# Start of my layout



## Againtrains (Mar 6, 2016)

When I decided to get back into railroading. It had to be N scale because of living in apartment. Found a plan online for 2' by 4' and was going to put it above my dresser.






In trading old HO equipment for N scale I got this layout.






My daughter move out and then I had a spare room. Hmm.... layout construction started. Now I am to this point of the construction. Started out having one 2' by 4' section to having three 2' by 4' sections.












TACH]






I am using middle 1970's Codar throttle.






You might ask why the white board instead of pink. Number one reason, would have to borrow a truck. This white stuff was pre-cut and cheap. :laugh:


----------



## cole226 (Feb 8, 2013)

one table to 3 tables is a GOOD thing :thumbsup:

looks like u are off to a good start, BUT, I would borrow the truck and spend the money. I think that beadboard stuff will be problems forever.

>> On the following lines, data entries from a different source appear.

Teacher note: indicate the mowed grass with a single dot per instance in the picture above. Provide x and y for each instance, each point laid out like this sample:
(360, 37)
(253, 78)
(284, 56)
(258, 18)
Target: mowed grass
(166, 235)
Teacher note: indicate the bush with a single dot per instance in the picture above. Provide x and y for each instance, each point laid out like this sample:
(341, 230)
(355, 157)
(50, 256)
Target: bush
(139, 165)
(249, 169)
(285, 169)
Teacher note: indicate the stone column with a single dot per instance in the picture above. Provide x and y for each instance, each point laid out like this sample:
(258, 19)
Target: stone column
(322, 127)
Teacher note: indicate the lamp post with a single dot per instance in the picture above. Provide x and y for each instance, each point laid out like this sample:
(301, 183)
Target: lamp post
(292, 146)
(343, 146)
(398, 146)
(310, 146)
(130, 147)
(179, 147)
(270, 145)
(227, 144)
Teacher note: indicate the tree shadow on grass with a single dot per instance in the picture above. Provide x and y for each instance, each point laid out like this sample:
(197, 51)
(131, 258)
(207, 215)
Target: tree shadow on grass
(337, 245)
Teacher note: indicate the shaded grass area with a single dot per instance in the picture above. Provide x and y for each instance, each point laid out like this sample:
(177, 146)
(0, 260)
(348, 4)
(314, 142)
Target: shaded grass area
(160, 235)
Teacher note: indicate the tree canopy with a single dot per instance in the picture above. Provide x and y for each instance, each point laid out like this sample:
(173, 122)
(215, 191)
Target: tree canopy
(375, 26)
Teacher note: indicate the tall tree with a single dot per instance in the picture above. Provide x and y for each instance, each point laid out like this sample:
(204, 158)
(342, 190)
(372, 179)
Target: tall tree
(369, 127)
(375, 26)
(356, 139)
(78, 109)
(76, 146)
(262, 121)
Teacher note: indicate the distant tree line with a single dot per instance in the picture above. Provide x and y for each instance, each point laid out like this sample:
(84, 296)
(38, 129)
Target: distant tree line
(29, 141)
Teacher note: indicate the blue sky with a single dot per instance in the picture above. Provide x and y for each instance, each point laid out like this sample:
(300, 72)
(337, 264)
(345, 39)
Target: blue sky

you can buy the extruded blue or pink or < green at Lowes > in 2' X 8'. take along a sharp knife or a handsaw if u need to cut it to fit the car.

just my thoughts, have fun with it


----------



## Againtrains (Mar 6, 2016)

cole226 said:


> one table to 3 tables is a GOOD thing :thumbsup:
> 
> looks like u are off to a good start, BUT, I would borrow the truck and spend the money. I think that beadboard stuff will be problems forever.
> 
> you can buy the extruded blue or pink or < green at Lowes > in 2' X 8'.


Lowes by me and/or Menards doesn't carry 2' x 8' extruded blue or pink. The board I got is NOT the beaded stuff. It does not have the R factor that the blue or pink. The price was right(cheap) and it works with very little mess.


----------